Dalamar meditó el asunto. Su mirada pasó de un elfo a otro, sopesando su resolución. Ambos sostuvieron firmemente su mirada.

—De acuerdo —accedió el hechicero—. Me ocuparé de que mi amigo y su esposa no interfieran, pero mi ayuda tiene un precio.

El senador agitó la mano en un gesto despectivo.

—Nuestros cofres están llenos. Decid el precio.

—¿Y para qué necesito más riqueza de la que ya poseo? —se mofó el elfo oscuro—. ¡Probablemente podría comprar Qualinesti! No, mi precio es este. —Hizo una pausa para hacerles sudar más, y luego dijo quedamente—. Pasar un mes en mi patria.

Al principio el senador se sobresaltó; después, al pensarlo mejor, sintió alivio. Dalamar era Silvanesti, después de todo. Pasaría un mes en Silvanost.

El general pensó lo mismo. Empezó a abrir y a cerrar la boca, tan furioso que farfullaba.

—¡Ni pensarlo! —consiguió articular—. ¡Imposible! ¡Estáis loco si pedís algo así!

El senador se incorporó con presteza y cogió al otro elfo por el hombro. Los dos iniciaron una acalorada discusión.

Dalamar, sonriente, se aproximó a la chimenea. En su memoria veía los maravillosos árboles de su tierra natal. Escuchaba el canto de los pájaros y caminaba entre flores maravillosas. Se tumbaba en la hierba fragante y sentía el cálido roce del sol en su cara. Respiraba el aire puro, corría por exuberantes praderas. Era joven, inocente, sin tacha ni sombra…

—Sólo un mes —dijo el senado—. Ni un día más.

—Lo juro por Nuitari —prometió Dalamar y se regocijó al ver que los dos hombres se encogían al oír el nombre del dios de la magia oscura.

—Iréis y os marcharéis en secreto —continuó el senador—. Nadie debe saberlo. Nadie debe veros. No hablaréis con nadie.

—Acepto.

El senador miró al general.

—Supongo que no queda más remedio —rezongó el general de mala manera.

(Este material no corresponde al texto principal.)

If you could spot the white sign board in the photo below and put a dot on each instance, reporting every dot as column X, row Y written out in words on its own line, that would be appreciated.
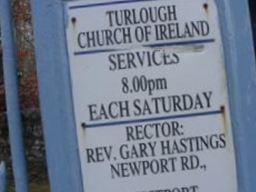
column 150, row 96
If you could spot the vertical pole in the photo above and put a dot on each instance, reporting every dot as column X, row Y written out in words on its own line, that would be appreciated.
column 2, row 177
column 12, row 99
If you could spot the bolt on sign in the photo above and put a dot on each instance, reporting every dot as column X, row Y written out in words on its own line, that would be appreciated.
column 150, row 96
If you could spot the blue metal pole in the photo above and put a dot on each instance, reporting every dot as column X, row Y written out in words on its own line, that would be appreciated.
column 2, row 177
column 12, row 99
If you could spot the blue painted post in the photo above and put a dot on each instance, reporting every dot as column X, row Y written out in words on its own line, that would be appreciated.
column 12, row 100
column 2, row 177
column 55, row 96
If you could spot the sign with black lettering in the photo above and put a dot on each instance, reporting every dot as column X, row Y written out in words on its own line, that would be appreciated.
column 150, row 96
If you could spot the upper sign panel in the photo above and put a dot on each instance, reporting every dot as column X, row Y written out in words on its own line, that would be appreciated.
column 150, row 96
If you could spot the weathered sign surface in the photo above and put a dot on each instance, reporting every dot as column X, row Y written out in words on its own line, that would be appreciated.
column 150, row 96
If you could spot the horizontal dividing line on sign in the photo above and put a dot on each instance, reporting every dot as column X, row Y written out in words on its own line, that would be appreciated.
column 107, row 4
column 128, row 122
column 156, row 45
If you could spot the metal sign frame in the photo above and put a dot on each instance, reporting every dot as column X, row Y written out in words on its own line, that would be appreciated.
column 49, row 19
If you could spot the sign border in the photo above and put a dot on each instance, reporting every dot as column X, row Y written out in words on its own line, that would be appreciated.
column 49, row 20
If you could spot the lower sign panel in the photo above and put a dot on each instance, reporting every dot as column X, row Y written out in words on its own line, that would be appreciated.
column 150, row 96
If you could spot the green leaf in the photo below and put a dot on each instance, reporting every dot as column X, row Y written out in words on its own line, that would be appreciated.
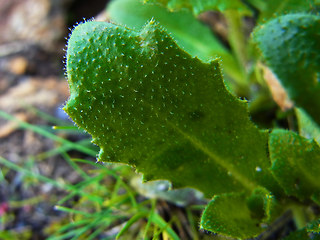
column 270, row 8
column 235, row 215
column 301, row 235
column 307, row 127
column 314, row 226
column 148, row 104
column 200, row 6
column 295, row 163
column 183, row 27
column 290, row 45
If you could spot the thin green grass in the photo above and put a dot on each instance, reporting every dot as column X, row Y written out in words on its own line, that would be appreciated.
column 102, row 206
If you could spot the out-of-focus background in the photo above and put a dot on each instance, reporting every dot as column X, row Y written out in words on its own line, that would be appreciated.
column 33, row 89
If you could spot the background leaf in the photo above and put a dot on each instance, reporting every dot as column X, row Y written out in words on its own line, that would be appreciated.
column 200, row 6
column 290, row 45
column 235, row 215
column 271, row 8
column 182, row 26
column 149, row 104
column 295, row 163
column 314, row 226
column 307, row 127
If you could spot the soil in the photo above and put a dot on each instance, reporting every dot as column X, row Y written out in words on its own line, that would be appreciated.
column 32, row 41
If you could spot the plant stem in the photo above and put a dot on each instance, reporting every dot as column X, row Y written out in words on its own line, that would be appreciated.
column 236, row 36
column 299, row 216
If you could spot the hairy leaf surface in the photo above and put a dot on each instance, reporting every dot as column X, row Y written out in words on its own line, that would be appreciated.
column 182, row 26
column 148, row 104
column 200, row 6
column 295, row 163
column 290, row 45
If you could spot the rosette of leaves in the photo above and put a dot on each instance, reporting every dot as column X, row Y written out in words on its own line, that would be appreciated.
column 149, row 104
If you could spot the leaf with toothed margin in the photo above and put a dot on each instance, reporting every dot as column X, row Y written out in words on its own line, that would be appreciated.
column 148, row 104
column 290, row 46
column 200, row 6
column 182, row 26
column 237, row 215
column 295, row 163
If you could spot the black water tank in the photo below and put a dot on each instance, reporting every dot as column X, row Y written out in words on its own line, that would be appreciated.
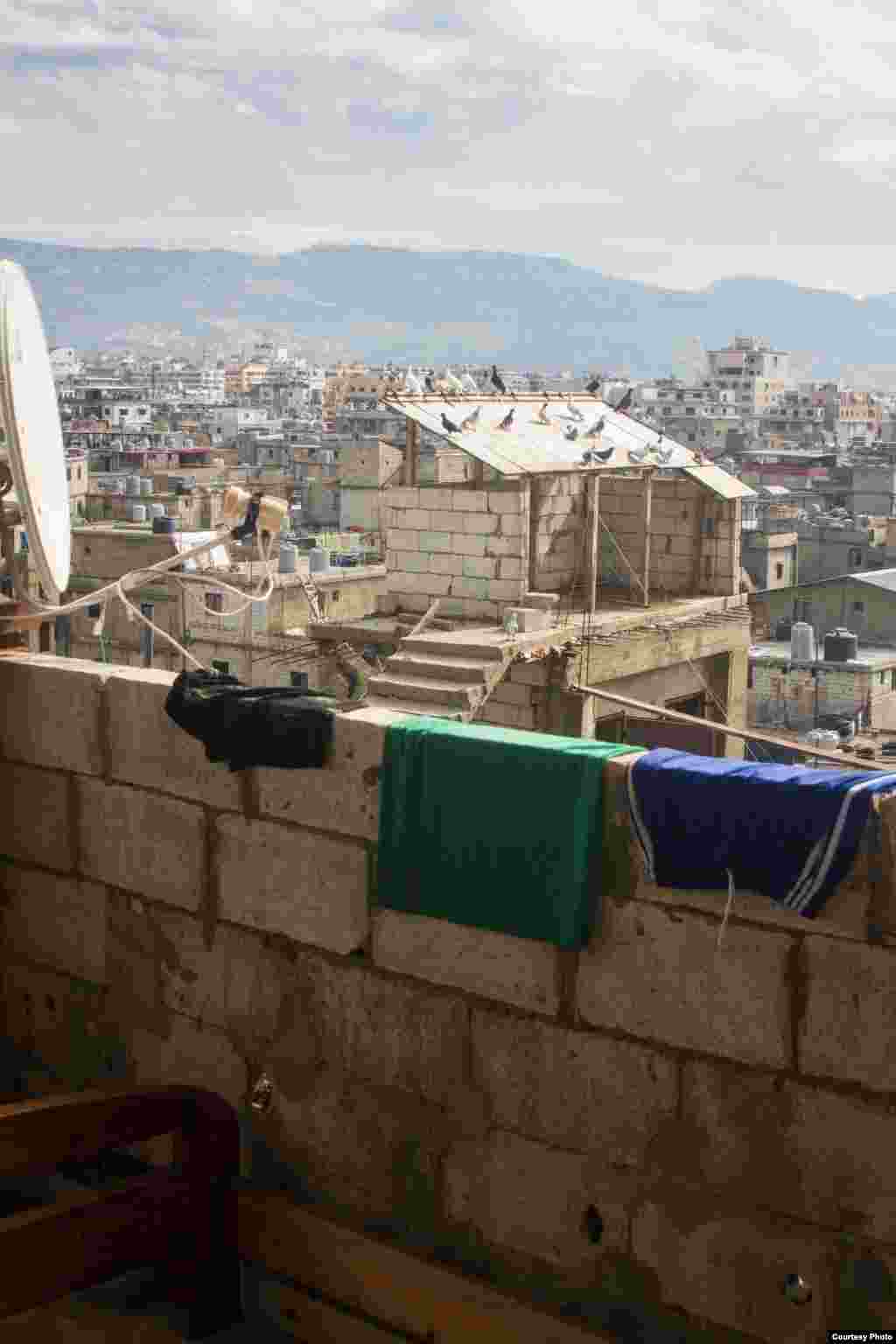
column 840, row 646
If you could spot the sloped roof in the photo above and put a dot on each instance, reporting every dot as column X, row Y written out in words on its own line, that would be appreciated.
column 532, row 448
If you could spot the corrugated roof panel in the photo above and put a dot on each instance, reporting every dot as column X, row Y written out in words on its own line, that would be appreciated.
column 720, row 483
column 532, row 446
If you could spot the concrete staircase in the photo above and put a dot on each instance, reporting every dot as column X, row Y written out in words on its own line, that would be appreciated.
column 449, row 676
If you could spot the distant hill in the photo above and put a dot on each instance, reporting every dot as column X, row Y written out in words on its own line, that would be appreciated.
column 410, row 305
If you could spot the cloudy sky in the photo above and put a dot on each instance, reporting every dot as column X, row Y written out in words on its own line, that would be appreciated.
column 673, row 142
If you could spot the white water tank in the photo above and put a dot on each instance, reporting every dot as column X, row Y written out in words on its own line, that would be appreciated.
column 802, row 642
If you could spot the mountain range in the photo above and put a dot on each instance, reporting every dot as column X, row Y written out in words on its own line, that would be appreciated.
column 383, row 303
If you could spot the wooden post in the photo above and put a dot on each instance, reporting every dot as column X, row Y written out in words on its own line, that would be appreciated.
column 535, row 504
column 592, row 556
column 648, row 511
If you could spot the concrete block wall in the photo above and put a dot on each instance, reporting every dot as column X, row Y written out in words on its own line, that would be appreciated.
column 466, row 546
column 693, row 1121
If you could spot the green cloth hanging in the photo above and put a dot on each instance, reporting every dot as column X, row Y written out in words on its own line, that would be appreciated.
column 492, row 827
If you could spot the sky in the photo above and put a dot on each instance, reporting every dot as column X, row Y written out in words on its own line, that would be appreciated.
column 669, row 142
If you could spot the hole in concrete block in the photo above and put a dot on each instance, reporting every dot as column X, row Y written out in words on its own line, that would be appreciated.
column 592, row 1225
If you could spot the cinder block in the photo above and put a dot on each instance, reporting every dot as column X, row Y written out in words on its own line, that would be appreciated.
column 848, row 1027
column 507, row 501
column 575, row 1090
column 193, row 1057
column 469, row 501
column 148, row 749
column 479, row 524
column 346, row 794
column 35, row 816
column 534, row 1199
column 143, row 842
column 462, row 544
column 506, row 591
column 402, row 539
column 311, row 887
column 436, row 541
column 446, row 564
column 402, row 496
column 657, row 973
column 494, row 965
column 55, row 920
column 479, row 567
column 55, row 722
column 760, row 1140
column 731, row 1270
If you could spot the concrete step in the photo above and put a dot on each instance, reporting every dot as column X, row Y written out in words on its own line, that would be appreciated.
column 444, row 668
column 426, row 690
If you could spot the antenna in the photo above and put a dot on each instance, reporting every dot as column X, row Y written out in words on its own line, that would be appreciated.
column 32, row 451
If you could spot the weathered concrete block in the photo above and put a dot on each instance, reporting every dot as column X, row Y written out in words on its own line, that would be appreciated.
column 848, row 1027
column 572, row 1088
column 436, row 541
column 311, row 887
column 657, row 973
column 480, row 567
column 480, row 524
column 57, row 712
column 193, row 1055
column 810, row 1153
column 532, row 1199
column 732, row 1269
column 462, row 544
column 35, row 820
column 57, row 920
column 148, row 749
column 494, row 965
column 469, row 501
column 141, row 842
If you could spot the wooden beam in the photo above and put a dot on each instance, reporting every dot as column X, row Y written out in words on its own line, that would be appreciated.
column 647, row 519
column 388, row 1285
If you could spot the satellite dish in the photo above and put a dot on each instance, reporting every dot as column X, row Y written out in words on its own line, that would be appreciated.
column 30, row 414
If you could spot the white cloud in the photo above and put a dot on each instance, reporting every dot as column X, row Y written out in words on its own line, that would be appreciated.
column 676, row 142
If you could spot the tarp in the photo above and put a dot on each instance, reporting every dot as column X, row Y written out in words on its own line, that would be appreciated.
column 494, row 827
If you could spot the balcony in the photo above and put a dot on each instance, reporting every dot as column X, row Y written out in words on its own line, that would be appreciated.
column 690, row 1112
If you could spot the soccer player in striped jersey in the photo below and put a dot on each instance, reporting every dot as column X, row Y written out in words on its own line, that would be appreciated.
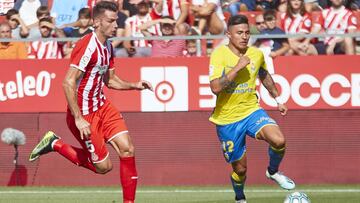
column 233, row 72
column 297, row 20
column 92, row 119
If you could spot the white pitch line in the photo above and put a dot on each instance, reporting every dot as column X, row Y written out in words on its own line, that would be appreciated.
column 176, row 191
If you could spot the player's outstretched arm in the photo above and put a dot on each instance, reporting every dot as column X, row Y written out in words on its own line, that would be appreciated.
column 112, row 81
column 69, row 86
column 269, row 84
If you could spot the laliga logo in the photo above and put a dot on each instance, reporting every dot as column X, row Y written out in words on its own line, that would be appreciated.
column 170, row 89
column 27, row 86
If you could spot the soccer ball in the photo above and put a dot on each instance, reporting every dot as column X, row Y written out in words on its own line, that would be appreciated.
column 297, row 197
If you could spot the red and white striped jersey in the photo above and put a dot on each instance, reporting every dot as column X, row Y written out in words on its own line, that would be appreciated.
column 45, row 50
column 295, row 24
column 336, row 21
column 172, row 8
column 135, row 21
column 94, row 60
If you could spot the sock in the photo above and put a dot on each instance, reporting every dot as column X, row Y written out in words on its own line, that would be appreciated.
column 238, row 183
column 76, row 155
column 128, row 178
column 276, row 156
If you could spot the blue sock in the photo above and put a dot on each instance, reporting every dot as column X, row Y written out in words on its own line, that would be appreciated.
column 276, row 156
column 238, row 185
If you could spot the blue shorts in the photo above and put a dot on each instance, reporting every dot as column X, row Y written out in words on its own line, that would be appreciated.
column 232, row 136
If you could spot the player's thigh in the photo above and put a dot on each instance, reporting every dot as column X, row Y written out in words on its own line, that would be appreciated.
column 240, row 166
column 95, row 145
column 232, row 140
column 261, row 126
column 216, row 25
column 123, row 145
column 272, row 135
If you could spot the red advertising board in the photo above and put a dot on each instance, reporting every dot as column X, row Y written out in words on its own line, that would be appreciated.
column 181, row 84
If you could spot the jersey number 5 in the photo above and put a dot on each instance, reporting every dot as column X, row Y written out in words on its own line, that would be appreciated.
column 90, row 146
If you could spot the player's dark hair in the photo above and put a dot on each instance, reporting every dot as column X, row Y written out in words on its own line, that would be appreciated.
column 237, row 19
column 11, row 12
column 269, row 14
column 85, row 13
column 102, row 6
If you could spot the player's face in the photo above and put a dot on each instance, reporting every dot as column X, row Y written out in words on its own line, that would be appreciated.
column 13, row 22
column 239, row 35
column 106, row 23
column 45, row 31
column 270, row 22
column 167, row 29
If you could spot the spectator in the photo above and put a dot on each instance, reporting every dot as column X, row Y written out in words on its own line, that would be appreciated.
column 164, row 48
column 255, row 30
column 6, row 5
column 18, row 27
column 279, row 46
column 312, row 5
column 41, row 12
column 210, row 16
column 84, row 19
column 10, row 50
column 336, row 20
column 47, row 49
column 27, row 9
column 177, row 9
column 138, row 48
column 190, row 48
column 84, row 27
column 120, row 31
column 297, row 20
column 354, row 5
column 66, row 11
column 241, row 5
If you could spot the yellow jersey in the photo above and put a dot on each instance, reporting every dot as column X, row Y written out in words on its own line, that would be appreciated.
column 239, row 99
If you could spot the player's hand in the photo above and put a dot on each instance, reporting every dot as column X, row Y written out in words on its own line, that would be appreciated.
column 243, row 62
column 283, row 109
column 143, row 84
column 84, row 127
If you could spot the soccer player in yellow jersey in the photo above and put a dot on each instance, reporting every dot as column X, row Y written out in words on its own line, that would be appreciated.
column 233, row 71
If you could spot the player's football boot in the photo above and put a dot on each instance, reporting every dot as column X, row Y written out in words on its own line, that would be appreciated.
column 44, row 146
column 284, row 182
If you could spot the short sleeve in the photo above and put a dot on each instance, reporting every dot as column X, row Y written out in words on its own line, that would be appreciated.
column 352, row 22
column 81, row 54
column 216, row 67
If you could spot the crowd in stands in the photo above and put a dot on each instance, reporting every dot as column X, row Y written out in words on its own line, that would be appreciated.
column 39, row 19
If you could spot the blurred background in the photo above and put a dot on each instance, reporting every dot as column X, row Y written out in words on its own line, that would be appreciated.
column 311, row 47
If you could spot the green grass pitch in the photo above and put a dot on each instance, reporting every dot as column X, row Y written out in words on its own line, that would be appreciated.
column 174, row 194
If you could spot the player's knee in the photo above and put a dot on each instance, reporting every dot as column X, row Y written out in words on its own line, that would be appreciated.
column 104, row 168
column 279, row 142
column 240, row 171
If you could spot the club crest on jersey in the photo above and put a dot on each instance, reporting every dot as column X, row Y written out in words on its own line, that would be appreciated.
column 252, row 67
column 94, row 157
column 102, row 69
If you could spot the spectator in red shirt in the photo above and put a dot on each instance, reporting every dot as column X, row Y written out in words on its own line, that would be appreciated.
column 164, row 48
column 336, row 20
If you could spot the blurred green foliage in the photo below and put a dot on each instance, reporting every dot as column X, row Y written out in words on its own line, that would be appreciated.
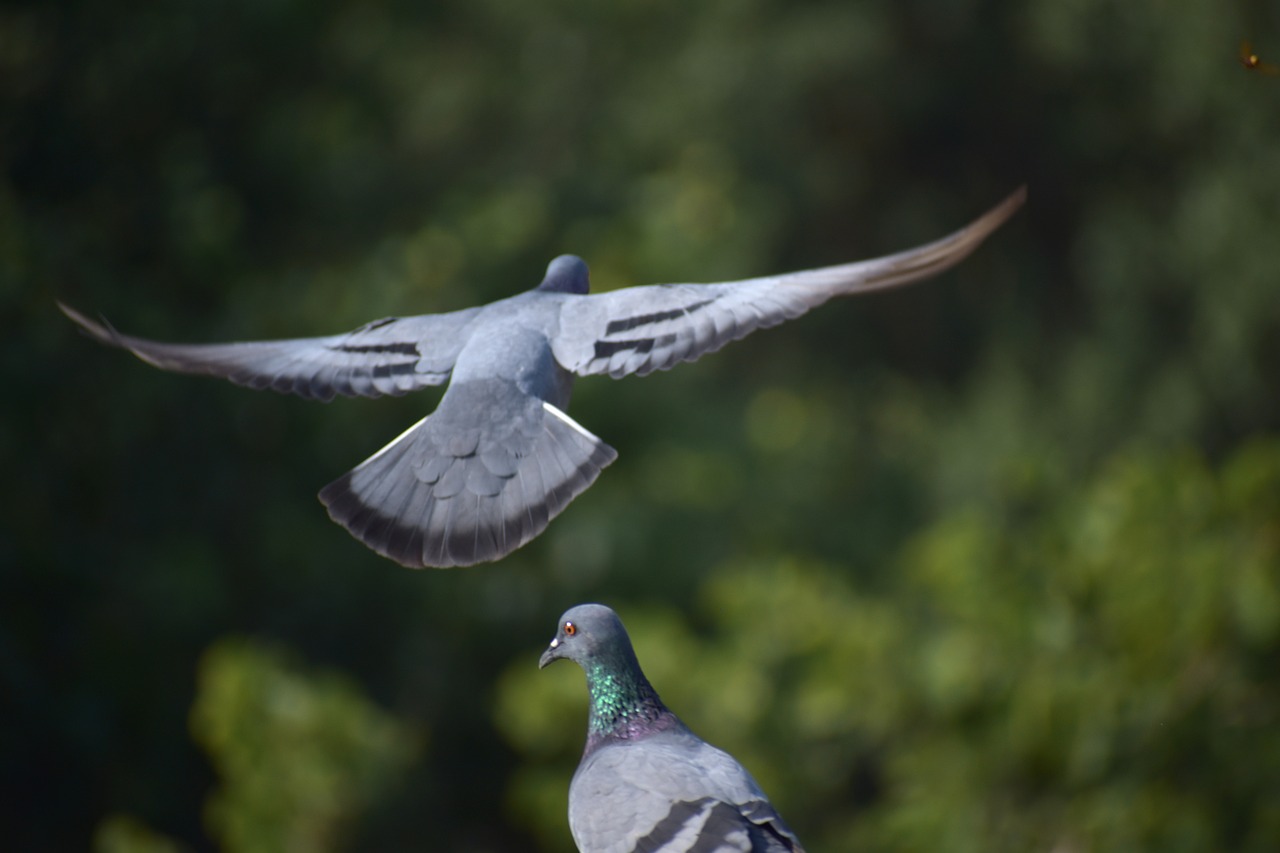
column 984, row 562
column 298, row 757
column 1101, row 679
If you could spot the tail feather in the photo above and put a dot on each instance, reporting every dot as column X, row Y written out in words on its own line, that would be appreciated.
column 430, row 498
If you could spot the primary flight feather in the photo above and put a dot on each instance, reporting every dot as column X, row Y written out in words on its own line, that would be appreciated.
column 499, row 457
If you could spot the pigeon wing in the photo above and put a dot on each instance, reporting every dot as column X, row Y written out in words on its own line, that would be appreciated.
column 640, row 329
column 481, row 475
column 389, row 356
column 672, row 794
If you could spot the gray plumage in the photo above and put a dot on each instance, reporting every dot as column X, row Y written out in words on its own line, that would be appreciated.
column 645, row 781
column 499, row 457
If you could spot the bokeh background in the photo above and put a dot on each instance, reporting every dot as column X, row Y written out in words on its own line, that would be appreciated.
column 987, row 564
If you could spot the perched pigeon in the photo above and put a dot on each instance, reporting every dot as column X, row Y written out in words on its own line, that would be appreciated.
column 499, row 459
column 645, row 781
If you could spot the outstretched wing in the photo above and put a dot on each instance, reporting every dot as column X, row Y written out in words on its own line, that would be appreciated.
column 640, row 329
column 389, row 356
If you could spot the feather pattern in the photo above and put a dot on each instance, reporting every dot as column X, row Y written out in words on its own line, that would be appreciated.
column 499, row 459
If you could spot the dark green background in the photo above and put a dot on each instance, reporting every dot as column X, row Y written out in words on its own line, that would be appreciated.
column 988, row 564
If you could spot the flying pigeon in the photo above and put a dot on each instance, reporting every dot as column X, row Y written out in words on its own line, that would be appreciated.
column 499, row 457
column 645, row 781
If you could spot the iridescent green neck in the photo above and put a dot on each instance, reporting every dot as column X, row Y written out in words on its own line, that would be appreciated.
column 624, row 703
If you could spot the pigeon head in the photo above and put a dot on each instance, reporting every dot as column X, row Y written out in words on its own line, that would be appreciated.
column 566, row 274
column 586, row 634
column 624, row 705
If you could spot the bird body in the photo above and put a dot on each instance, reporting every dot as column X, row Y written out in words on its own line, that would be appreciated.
column 499, row 456
column 645, row 781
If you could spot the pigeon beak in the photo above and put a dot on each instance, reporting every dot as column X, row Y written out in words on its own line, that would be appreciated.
column 552, row 653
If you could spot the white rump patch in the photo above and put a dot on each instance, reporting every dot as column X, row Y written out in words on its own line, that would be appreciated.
column 568, row 420
column 392, row 443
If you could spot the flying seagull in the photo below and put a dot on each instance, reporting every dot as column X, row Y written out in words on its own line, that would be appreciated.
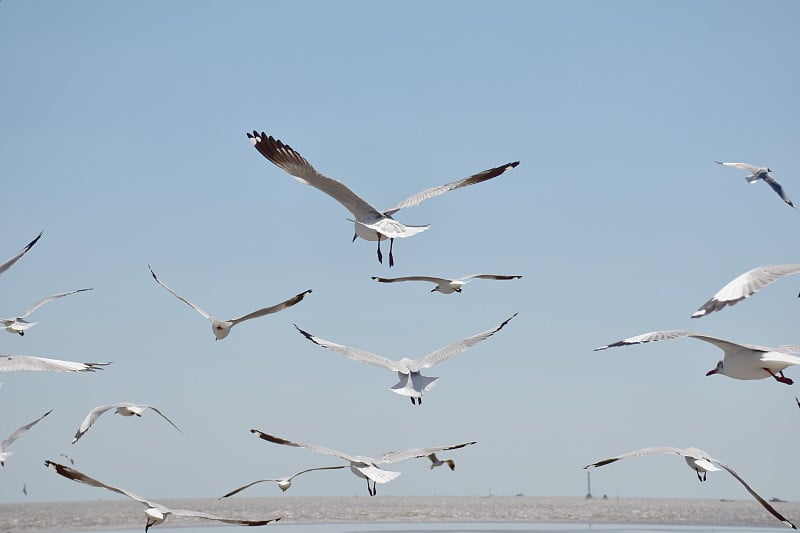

—Excelente —dijo el hechicero—. Nuestro negocio ha concluido de manera satisfactoria. Sellémoslo como exige la costumbre.

Se acercó, cogió a por los hombros primero a un elfo y luego el al otro y los besó en la mejilla. El general apenas logró contenerse. Se puso rígido al sentir el roce de los labios fríos y secos. El senador dio un respingo, como si lo hubiese mordido una serpiente. Sin embargo, ninguno de los dos se apartó; eran ellos los que habían pedido esa alianza, y no osarían hacer nada que la rompiese.

—Y ahora, hermanos míos —continuó afablemente Dalamar—, contadme el plan.